Predicting Bitcoin Price with News using Python

Simplicity is key.

Federico Riveroll
The Startup
7 min readNov 6, 2019

--

Goal

In this tutorial, we’ll use this Bitcoin vs USD dataset.

The above dataset contains a daily summary of prices where the CHANGE column is the percentage change of the last price of the day (PRICE) with respect to the first (OPEN).

Goal: To make things simple, we’ll focus on predicting if the price will rise (change > 0) or fall (change ≤ 0) the following day. (So we may potentially use the predictions ‘in real life’).

Prerequisites

  • Have Python 2.6+ or 3.1+ installed
  • Install pandas, sklearn and openblender (with pip)
$ pip install pandas OpenBlender scikit-learn

Step 1. Get the Bitcoin data

Let’s import the libraries we’ll use:

import OpenBlender
import pandas as pd
import json

Now let’s pull the data through the OpenBlender API.

First, we’ll define the parameters (in this case it’s just the id of the Bitcoin dataset):

# It only contains the id, we'll add more parameters later.parameters = { 
'id_dataset':'5d4c3af79516290b01c83f51'
}

Note: You need have to create an account on openblender.io (free) and add token as such (you’ll find it in the ‘Account’ tab):

parameters = {     
'token':'your_token',
'id_dataset':'5d4c3af79516290b01c83f51'
}

Now let’s pull the data into a Dataframe ‘df’:

# This function pulls the data and orders by timestampdef pullObservationsToDF(parameters):
action = 'API_getObservationsFromDataset'
df = pd.read_json(json.dumps(OpenBlender.call(action,parameters)['sample']), convert_dates=False,convert_axes=False) .sort_values('timestamp', ascending=False)
df.reset_index(drop=True, inplace=True)
return df
df = pullObservationsToDF(parameters)

Let's take a look

df.head()

Note: The values may vary as this dataset is updated daily.

Step 2. Prep the data

First, we need to create our prediction target which is if ‘change’ will increase or decrease. To do this let’s add a target threshold for success over zero to our parameters:

parameters = {
'token':'your_token',
'id_dataset':'5d4c3af79516290b01c83f51',
'target_threshold':{'feature':'change', 'success_thr_over': 0}
}

If we pull the data from the API again:

df = pullObservationsToDF(parameters)
df.head()

The ‘change’ feature was replaced by a new feature: ‘change_over_0’ which is 1 if ‘change’ was positive and 0 if else. This will be our target for machine learning.

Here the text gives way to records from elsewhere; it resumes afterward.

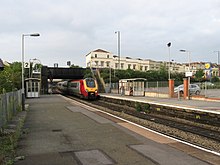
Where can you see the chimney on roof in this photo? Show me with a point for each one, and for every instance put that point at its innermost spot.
(1, 65)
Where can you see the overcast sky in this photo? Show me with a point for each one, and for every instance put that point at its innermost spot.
(70, 29)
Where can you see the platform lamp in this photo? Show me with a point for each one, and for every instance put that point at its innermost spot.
(22, 68)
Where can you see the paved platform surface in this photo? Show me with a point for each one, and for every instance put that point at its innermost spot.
(60, 132)
(209, 105)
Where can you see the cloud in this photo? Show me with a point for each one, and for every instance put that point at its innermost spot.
(70, 29)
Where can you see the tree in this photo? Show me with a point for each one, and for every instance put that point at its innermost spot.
(199, 76)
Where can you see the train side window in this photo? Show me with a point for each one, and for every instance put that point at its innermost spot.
(74, 85)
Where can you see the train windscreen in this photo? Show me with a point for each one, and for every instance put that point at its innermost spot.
(90, 83)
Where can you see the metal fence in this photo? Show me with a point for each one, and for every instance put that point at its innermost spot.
(157, 89)
(10, 104)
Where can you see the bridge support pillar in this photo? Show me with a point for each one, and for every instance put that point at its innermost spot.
(171, 88)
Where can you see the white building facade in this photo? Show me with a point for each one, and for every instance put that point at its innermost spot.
(103, 59)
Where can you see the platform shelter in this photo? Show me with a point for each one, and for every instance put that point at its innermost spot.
(32, 87)
(132, 87)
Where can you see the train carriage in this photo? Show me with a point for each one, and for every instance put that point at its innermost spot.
(85, 88)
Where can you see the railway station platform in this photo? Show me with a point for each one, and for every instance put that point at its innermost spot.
(59, 131)
(210, 106)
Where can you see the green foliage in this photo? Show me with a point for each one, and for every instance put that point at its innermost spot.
(199, 75)
(88, 73)
(215, 79)
(10, 77)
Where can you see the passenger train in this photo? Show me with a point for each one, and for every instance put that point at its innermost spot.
(84, 88)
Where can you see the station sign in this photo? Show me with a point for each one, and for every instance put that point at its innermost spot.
(188, 74)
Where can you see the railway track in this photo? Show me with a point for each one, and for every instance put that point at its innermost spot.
(199, 134)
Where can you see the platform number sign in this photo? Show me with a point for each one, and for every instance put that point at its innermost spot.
(26, 65)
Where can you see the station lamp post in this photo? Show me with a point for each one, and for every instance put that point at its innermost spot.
(189, 72)
(119, 43)
(22, 67)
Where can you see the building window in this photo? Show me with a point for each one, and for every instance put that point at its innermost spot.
(129, 66)
(102, 63)
(134, 66)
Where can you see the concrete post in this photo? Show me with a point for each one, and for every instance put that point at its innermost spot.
(186, 88)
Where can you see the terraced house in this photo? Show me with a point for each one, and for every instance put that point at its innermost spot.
(100, 58)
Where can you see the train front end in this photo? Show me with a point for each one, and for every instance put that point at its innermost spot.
(91, 88)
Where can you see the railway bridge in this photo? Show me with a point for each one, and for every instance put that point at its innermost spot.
(59, 73)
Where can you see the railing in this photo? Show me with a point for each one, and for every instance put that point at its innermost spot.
(10, 104)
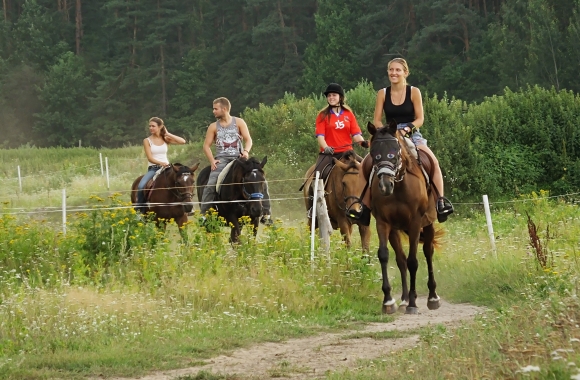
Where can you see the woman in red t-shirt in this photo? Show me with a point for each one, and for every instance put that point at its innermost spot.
(336, 129)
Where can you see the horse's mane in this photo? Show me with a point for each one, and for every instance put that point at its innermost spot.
(411, 164)
(182, 168)
(349, 157)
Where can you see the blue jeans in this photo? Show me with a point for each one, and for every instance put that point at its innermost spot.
(150, 173)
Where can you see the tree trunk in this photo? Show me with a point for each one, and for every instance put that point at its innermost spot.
(163, 86)
(79, 26)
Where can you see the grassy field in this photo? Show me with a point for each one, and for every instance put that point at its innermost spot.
(116, 297)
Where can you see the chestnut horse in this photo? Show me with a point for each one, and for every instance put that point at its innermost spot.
(401, 201)
(170, 194)
(342, 190)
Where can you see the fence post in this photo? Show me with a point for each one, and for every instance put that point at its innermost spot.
(64, 212)
(107, 170)
(19, 179)
(324, 226)
(313, 221)
(489, 225)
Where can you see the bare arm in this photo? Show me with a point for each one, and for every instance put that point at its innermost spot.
(173, 139)
(149, 155)
(209, 139)
(378, 116)
(322, 142)
(243, 127)
(418, 106)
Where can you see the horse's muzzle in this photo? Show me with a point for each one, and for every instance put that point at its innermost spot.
(386, 185)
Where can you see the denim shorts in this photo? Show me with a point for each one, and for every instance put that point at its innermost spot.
(418, 139)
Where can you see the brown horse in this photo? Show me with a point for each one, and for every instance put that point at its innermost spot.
(241, 193)
(342, 190)
(401, 201)
(170, 194)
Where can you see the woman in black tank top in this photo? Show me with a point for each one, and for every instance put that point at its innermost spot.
(403, 104)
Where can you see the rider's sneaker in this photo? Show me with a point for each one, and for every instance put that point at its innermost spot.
(444, 209)
(267, 220)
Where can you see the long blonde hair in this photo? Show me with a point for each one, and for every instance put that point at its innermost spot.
(159, 122)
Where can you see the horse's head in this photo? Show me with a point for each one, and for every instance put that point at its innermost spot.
(253, 183)
(351, 186)
(386, 154)
(184, 179)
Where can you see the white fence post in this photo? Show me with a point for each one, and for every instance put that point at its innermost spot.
(64, 211)
(107, 170)
(489, 225)
(313, 222)
(19, 179)
(324, 226)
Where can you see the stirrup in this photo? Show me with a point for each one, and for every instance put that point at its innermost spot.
(267, 220)
(444, 209)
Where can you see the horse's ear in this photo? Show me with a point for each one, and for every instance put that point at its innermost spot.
(371, 128)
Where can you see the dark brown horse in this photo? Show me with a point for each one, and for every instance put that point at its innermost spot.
(401, 201)
(341, 191)
(170, 194)
(240, 193)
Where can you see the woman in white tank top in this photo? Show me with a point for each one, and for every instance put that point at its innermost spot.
(156, 151)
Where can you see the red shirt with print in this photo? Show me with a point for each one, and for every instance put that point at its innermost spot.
(337, 129)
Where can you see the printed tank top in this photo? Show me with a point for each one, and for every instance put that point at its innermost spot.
(404, 113)
(228, 141)
(159, 152)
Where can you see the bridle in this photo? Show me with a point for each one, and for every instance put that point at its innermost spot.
(346, 198)
(393, 167)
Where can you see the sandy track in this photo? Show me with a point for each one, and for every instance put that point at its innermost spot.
(312, 357)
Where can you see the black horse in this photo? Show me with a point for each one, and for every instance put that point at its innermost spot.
(240, 193)
(170, 194)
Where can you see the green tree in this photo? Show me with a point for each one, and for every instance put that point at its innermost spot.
(63, 120)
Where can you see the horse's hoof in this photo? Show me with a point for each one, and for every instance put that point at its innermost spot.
(412, 310)
(403, 306)
(390, 309)
(433, 304)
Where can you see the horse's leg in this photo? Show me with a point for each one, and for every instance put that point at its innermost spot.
(413, 264)
(395, 240)
(383, 230)
(434, 301)
(180, 222)
(365, 237)
(345, 230)
(235, 234)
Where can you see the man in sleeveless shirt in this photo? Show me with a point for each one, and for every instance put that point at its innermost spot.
(232, 140)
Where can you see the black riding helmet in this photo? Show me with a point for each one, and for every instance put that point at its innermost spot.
(334, 88)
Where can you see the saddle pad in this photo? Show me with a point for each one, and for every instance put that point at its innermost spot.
(222, 175)
(149, 184)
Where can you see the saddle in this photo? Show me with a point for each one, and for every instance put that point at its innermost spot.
(222, 176)
(149, 185)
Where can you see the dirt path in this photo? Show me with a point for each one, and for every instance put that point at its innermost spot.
(311, 357)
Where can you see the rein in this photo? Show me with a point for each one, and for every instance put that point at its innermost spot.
(251, 196)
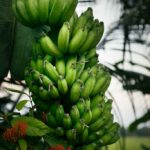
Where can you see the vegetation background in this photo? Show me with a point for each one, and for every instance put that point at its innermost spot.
(124, 49)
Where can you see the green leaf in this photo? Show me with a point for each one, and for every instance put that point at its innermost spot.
(35, 127)
(21, 104)
(23, 144)
(52, 140)
(16, 91)
(6, 28)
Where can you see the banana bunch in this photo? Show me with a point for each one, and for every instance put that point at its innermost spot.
(33, 13)
(87, 122)
(79, 35)
(64, 77)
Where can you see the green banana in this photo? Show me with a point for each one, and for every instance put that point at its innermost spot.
(75, 91)
(62, 85)
(44, 94)
(88, 87)
(74, 114)
(73, 21)
(80, 66)
(84, 75)
(53, 91)
(22, 12)
(32, 10)
(91, 146)
(60, 114)
(51, 121)
(77, 40)
(79, 126)
(68, 10)
(96, 112)
(97, 124)
(91, 53)
(19, 17)
(71, 135)
(64, 37)
(50, 71)
(60, 131)
(45, 81)
(56, 11)
(43, 8)
(82, 20)
(48, 58)
(71, 70)
(53, 108)
(84, 135)
(81, 106)
(95, 101)
(67, 123)
(87, 116)
(36, 50)
(39, 64)
(49, 46)
(60, 66)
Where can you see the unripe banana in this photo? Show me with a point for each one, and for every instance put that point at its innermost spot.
(62, 85)
(32, 10)
(88, 87)
(64, 37)
(67, 123)
(51, 71)
(96, 125)
(36, 75)
(33, 64)
(91, 53)
(21, 10)
(84, 135)
(56, 12)
(87, 116)
(80, 125)
(82, 20)
(74, 114)
(53, 91)
(73, 21)
(81, 106)
(96, 112)
(95, 101)
(45, 81)
(75, 91)
(37, 50)
(53, 108)
(51, 121)
(43, 8)
(20, 18)
(91, 146)
(84, 75)
(87, 103)
(80, 66)
(49, 46)
(68, 10)
(44, 94)
(39, 64)
(71, 135)
(60, 66)
(60, 114)
(48, 58)
(60, 131)
(78, 40)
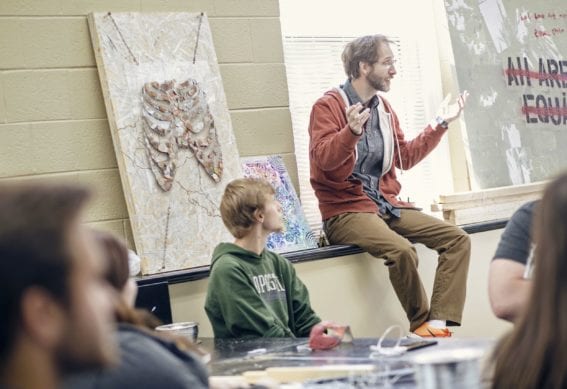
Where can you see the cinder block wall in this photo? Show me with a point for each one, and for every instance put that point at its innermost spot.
(53, 121)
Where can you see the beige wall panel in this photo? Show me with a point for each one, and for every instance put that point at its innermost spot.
(263, 131)
(206, 6)
(232, 39)
(11, 48)
(50, 147)
(35, 95)
(115, 227)
(45, 42)
(2, 100)
(291, 165)
(65, 7)
(255, 85)
(108, 202)
(267, 40)
(247, 8)
(129, 234)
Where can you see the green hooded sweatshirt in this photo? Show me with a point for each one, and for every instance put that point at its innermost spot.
(252, 295)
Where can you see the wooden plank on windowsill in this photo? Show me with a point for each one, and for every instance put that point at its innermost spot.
(486, 205)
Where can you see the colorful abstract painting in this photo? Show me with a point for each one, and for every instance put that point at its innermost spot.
(297, 234)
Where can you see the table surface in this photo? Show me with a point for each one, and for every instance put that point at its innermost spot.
(236, 356)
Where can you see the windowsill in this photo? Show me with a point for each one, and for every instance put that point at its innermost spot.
(315, 254)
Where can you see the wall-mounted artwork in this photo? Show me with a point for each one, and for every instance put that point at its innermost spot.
(297, 234)
(171, 130)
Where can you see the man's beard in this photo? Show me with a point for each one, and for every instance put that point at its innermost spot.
(377, 83)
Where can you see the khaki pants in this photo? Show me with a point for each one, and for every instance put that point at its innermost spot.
(389, 238)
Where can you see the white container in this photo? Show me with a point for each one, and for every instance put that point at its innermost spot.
(189, 329)
(449, 369)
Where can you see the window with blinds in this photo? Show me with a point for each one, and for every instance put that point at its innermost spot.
(313, 65)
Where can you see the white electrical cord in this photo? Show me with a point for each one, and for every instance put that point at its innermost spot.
(393, 351)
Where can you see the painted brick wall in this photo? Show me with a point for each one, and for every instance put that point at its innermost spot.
(52, 117)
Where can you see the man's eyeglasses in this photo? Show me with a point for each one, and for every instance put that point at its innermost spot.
(388, 63)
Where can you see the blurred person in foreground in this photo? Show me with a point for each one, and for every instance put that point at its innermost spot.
(149, 359)
(56, 306)
(534, 353)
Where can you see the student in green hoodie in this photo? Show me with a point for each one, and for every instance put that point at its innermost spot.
(254, 292)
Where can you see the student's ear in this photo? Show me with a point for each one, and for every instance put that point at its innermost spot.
(259, 215)
(43, 317)
(362, 68)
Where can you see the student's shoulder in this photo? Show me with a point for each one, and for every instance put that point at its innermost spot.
(524, 214)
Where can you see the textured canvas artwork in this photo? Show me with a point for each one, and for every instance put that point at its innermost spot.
(297, 234)
(171, 131)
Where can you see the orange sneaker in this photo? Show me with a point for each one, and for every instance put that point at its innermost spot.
(426, 331)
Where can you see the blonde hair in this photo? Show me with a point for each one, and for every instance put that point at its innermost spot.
(241, 201)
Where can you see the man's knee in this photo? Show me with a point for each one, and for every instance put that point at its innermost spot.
(400, 255)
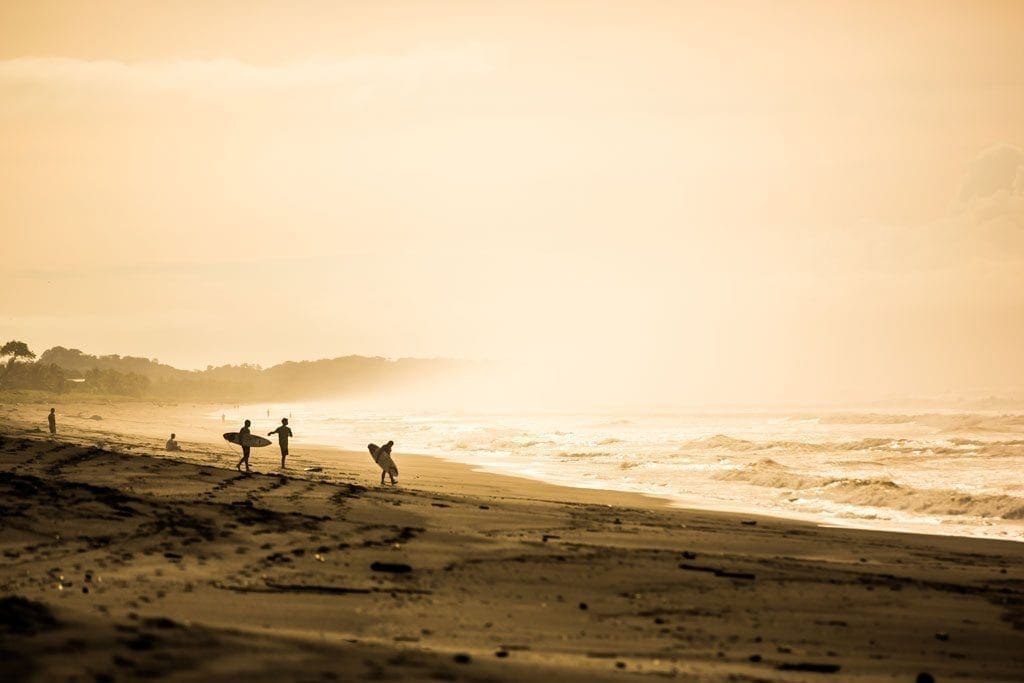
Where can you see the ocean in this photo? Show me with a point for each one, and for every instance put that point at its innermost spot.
(941, 472)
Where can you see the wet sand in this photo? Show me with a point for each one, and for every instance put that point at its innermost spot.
(124, 562)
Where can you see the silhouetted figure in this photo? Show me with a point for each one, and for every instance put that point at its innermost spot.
(382, 456)
(244, 442)
(284, 432)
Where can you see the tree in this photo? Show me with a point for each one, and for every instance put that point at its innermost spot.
(15, 350)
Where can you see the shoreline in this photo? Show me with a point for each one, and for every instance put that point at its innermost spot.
(129, 426)
(136, 564)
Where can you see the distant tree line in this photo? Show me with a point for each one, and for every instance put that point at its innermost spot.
(69, 370)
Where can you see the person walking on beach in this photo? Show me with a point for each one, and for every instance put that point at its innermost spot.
(244, 442)
(284, 432)
(382, 456)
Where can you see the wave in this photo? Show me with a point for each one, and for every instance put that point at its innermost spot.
(879, 493)
(1013, 422)
(952, 446)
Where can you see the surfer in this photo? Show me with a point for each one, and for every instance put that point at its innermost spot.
(382, 456)
(244, 442)
(284, 432)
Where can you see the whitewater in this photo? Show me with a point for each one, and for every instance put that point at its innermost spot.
(950, 473)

If we want to predict observations for ‘tomorrow’ we can’t use information from the same day, so let’s add a one period lag on the target.

parameters = { 
'token':'your_token',
'id_dataset':'5d4c3af79516290b01c83f51',
'target_threshold':{'feature':'change','success_thr_over' : 0},
'lag_target_feature':{'feature':'change_over_0', 'periods' : 1}
}
df = pullObservationsToDF(parameters)
df.head()

This simply aligned the ‘change_over_0’ with the data from the previous period (day) and changed its name to ‘TARGET_change_over_0’.

Let’s take a look at correlations:

target_variable = 'TARGET_change_over_0'
df = df.dropna()
df.corr()[target_variable].sort_values()

They are linearly uncorrelated and very unlikely to be useful.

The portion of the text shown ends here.